What is the Moro reflex?
everything you need to know for your baby
What is the Moro reflex?
The Moro reflex is a normal biological response to the unfamiliar stimuli in any newborn’s environment. When the Moro reflex is triggered, a baby feels startled, which can interrupt their sleep and also cause them to exhibit a physical reaction. Researchers say they believe this is a primitive survival instinct meant to alert the infant to its loss of balance, keeping them from losing grip of the mother.
Are the Moro reflex and the startle reflex the same thing?
You may have heard some fellow parents or parenting experts refer to the Moro reflex as the “startle reflex”. These two terms mean the same thing and refer to the same basic phenomenon: a baby is experiencing a natural, startled response as they become accustomed to the world around them.
Unfortunately, whatever you call it, the Moro reflex can prevent infants (and their parents) from getting healthy, restful sleep.
How can I identify the Moro reflex?
You can spot (and understand) the Moro reflex by being empathetic to what your newborn is experiencing.
Research has shown that when the Moro reflex is triggered, an infant experiences a sudden sense of free-falling, and this jolt causes them to stretch their arms out in front of them and then retract them toward their body. You should be able to recognize these arm motions, and also may spot another tell-tale sign of the Moro reflex: it often wakes a baby up from sound sleep.

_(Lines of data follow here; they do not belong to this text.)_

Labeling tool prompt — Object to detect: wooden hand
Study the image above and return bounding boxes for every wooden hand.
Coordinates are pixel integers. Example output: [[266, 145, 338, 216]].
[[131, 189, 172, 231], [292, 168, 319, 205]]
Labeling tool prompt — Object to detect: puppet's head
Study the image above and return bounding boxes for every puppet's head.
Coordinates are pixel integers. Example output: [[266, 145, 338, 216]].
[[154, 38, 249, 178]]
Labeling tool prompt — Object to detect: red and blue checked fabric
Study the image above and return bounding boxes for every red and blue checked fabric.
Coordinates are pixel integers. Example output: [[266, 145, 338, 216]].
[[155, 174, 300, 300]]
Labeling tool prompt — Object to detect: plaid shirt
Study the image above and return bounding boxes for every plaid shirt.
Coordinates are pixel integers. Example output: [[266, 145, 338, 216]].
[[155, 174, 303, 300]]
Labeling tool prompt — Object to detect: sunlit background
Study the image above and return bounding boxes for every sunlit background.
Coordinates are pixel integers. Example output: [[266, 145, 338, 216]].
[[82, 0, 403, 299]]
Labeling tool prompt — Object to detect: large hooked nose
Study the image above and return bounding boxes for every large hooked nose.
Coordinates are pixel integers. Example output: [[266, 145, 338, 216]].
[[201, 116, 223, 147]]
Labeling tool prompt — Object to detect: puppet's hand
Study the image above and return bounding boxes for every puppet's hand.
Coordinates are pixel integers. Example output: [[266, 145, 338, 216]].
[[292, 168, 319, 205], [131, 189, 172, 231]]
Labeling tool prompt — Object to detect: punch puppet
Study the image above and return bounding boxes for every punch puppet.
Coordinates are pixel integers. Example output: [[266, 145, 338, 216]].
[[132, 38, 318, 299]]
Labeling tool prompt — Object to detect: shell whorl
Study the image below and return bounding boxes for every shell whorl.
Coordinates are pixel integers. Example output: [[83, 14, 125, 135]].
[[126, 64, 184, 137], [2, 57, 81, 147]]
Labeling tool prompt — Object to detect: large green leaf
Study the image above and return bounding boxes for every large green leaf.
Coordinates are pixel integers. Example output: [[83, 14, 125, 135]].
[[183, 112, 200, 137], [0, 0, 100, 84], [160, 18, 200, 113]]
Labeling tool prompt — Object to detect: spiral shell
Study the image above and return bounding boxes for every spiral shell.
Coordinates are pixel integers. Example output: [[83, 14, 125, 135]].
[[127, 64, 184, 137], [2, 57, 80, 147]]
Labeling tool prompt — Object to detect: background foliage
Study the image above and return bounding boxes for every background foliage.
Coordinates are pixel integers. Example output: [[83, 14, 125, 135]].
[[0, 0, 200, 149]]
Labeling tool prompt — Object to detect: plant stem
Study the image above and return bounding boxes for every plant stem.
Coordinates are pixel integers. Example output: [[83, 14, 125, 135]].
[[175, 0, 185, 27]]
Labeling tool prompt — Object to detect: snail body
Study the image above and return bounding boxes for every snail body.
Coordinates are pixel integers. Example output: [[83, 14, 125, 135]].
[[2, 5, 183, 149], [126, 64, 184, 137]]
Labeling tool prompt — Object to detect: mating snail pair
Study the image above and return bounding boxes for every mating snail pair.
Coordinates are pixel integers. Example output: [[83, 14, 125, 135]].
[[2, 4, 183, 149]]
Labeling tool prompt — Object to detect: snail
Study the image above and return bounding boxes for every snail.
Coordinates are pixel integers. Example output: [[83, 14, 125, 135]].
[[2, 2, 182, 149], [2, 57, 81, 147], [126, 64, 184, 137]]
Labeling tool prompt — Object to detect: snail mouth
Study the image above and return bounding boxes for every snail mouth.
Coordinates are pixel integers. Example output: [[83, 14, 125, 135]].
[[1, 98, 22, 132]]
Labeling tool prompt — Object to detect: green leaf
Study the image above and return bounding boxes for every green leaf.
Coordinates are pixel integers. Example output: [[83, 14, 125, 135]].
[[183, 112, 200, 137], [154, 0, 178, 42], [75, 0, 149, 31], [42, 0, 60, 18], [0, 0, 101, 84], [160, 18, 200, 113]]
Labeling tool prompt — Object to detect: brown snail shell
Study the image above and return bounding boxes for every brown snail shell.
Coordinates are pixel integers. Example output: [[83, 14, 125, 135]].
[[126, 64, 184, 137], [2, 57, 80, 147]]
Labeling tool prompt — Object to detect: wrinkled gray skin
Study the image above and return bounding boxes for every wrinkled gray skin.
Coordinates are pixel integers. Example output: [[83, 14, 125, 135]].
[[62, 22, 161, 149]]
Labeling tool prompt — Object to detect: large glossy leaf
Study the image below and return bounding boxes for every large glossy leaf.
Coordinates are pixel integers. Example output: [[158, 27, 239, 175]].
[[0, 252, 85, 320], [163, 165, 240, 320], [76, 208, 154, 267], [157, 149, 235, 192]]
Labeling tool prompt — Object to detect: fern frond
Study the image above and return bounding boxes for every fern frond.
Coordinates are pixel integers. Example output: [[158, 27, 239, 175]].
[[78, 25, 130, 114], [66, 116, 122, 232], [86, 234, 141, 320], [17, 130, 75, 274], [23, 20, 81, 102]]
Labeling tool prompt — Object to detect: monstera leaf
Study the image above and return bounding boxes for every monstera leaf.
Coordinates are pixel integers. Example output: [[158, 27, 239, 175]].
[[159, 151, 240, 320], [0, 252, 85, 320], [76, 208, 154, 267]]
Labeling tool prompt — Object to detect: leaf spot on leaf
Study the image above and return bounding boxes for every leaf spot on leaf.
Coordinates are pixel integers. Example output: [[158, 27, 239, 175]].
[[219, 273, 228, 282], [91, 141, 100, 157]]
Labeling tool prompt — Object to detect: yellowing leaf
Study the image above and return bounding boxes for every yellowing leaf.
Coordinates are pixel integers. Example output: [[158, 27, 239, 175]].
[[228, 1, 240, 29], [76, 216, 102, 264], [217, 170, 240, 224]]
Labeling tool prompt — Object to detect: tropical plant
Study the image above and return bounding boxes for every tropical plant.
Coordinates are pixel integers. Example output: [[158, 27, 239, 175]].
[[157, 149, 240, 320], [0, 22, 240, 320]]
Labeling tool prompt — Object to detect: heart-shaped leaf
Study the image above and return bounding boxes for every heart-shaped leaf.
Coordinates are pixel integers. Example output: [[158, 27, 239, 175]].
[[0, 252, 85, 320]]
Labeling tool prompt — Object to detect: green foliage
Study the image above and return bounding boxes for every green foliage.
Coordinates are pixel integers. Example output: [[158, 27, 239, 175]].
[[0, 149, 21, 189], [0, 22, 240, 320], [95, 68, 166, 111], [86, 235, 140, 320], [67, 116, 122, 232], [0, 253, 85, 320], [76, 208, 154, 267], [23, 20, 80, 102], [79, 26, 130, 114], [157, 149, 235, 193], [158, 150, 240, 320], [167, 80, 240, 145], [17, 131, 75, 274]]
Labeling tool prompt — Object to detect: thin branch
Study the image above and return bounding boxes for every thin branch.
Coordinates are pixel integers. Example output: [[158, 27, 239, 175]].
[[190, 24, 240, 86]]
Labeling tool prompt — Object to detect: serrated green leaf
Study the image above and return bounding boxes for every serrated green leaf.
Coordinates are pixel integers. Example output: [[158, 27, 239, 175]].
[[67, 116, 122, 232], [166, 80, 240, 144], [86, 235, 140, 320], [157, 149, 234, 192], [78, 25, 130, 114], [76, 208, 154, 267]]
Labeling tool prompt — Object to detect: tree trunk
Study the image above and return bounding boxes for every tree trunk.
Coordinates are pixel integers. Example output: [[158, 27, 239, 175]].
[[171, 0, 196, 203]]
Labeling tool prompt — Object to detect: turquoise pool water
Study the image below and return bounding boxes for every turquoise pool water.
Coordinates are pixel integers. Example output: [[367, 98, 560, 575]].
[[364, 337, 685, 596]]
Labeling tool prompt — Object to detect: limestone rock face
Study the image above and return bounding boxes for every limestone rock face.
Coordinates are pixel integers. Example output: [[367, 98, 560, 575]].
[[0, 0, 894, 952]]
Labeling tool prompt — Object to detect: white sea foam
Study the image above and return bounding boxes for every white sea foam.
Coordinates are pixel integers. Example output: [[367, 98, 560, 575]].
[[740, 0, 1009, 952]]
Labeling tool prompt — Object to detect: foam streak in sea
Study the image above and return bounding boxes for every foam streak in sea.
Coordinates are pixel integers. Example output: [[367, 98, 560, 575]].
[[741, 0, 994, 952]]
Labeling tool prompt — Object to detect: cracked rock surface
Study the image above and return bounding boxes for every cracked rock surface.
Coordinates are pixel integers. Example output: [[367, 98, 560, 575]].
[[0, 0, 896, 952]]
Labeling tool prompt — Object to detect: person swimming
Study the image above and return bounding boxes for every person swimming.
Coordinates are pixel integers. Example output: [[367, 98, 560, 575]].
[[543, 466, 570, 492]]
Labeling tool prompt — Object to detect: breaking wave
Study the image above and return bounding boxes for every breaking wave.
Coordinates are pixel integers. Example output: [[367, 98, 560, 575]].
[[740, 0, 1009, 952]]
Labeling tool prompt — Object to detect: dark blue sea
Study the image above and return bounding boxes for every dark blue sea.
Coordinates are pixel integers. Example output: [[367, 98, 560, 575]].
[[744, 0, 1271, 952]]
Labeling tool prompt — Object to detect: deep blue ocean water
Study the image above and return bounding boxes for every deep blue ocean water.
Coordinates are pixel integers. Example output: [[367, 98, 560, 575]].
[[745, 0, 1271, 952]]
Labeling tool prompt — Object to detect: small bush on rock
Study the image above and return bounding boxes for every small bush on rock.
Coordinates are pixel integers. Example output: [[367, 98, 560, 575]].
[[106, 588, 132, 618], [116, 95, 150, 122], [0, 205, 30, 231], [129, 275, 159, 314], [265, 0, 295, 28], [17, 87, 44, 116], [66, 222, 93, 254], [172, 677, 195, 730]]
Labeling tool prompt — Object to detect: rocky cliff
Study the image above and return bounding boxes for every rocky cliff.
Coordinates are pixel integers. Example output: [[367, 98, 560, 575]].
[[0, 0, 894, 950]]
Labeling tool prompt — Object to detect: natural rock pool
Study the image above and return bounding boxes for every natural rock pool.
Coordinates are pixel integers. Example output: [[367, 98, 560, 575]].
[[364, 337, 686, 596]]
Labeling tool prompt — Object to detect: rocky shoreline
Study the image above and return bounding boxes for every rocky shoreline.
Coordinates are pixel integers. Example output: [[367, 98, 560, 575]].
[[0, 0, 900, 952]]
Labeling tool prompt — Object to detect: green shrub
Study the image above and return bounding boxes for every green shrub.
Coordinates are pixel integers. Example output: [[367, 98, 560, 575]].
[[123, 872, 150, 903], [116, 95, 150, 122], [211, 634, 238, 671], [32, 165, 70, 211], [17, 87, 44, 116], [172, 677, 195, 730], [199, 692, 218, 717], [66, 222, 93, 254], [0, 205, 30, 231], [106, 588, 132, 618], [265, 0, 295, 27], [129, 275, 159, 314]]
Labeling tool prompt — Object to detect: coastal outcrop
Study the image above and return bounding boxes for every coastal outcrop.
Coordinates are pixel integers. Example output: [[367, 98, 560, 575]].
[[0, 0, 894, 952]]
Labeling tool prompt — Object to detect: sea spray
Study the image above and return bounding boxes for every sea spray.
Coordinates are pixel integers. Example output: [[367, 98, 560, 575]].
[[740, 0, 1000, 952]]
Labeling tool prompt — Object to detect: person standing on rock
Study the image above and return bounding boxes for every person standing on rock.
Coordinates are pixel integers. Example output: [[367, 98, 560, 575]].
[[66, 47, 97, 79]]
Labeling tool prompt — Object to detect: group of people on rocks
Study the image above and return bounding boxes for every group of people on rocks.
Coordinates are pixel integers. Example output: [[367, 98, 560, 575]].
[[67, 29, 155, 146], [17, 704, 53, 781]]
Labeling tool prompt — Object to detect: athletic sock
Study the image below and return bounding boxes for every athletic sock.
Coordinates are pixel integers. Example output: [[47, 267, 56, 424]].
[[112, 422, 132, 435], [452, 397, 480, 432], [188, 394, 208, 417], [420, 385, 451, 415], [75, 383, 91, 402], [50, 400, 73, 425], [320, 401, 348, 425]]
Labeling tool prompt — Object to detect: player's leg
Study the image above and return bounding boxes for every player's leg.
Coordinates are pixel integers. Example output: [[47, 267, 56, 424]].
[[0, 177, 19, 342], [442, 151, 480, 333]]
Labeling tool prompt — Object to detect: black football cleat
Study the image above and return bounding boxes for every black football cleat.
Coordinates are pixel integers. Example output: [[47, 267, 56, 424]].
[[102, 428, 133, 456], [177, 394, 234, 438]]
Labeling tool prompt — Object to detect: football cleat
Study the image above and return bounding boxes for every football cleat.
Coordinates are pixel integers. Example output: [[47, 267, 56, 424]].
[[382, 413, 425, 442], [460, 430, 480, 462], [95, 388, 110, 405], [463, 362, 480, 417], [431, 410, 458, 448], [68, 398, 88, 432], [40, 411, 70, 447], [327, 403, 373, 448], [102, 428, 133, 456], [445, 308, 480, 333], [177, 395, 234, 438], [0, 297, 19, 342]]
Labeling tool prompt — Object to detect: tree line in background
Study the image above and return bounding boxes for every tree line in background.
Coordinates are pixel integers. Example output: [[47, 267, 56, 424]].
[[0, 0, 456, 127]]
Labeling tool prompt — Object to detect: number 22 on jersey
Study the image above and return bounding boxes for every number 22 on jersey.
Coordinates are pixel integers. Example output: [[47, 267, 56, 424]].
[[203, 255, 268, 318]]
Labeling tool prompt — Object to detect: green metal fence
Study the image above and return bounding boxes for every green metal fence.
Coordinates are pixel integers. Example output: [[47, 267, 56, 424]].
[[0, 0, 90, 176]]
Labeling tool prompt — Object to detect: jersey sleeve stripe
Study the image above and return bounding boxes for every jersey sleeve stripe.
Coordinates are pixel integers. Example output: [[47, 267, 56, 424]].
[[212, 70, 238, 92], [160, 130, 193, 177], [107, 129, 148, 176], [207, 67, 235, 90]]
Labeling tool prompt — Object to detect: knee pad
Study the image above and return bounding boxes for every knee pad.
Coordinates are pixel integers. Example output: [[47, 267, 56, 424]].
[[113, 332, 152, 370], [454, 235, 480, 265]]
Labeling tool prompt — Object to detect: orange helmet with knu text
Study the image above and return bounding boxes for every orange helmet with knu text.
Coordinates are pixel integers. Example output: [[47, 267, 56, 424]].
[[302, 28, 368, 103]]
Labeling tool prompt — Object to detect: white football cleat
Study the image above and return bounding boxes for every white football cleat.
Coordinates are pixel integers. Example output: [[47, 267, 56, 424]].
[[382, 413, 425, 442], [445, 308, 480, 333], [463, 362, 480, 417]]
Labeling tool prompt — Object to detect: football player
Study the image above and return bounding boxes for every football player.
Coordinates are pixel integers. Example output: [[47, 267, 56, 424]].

What triggers the Moro reflex?
Much of what triggers the Moro reflex for your newborn are the same phenomena that might trigger a startled response from you or any person of any age: unexpected auditory or visual stimuli. What this means for a baby is mostly loud noises or unexpected lights or changes in light.
A baby’s Moro reflex can also be triggered by a change from one surface to another, or any other experience that alters the level of support they are feeling.
How does swaddling help the Moro reflex?
Swaddling is one of the most effective ways you can help your baby sleep by providing the soothing warmth, reassuring comfort, and consistent sense of physical support that they yearn for as they transition from life in the womb to life in your home. Swaddling can be intimidating to new parents, but it doesn’t have to be. Learn a simple and safe swaddling technique with our guided swaddling tutorial.
Swaddling keeps the physical experience of bedtime comfortable and consistent for your infant, so they can develop their instincts and physical reflexes healthily while also benefitting from the sleep their ever-changing bodies and minds need. Soft and breathable swaddles are ideal for temperature regulation and comfort during sleep.
How long does the Moro reflex last? When can I stop swaddling?
In most infants, the Moro reflex lasts for the first 3-4 months. At this point, you may be able to gradually begin to wean your baby off swaddling, though you may still want to keep swaddling your infant if you think it is helping them sleep safely and soundly for other reasons.
Swaddling has many benefits, so just because your baby is aging out of the Moro reflex doesn’t mean that it’s necessarily time to stop swaddling.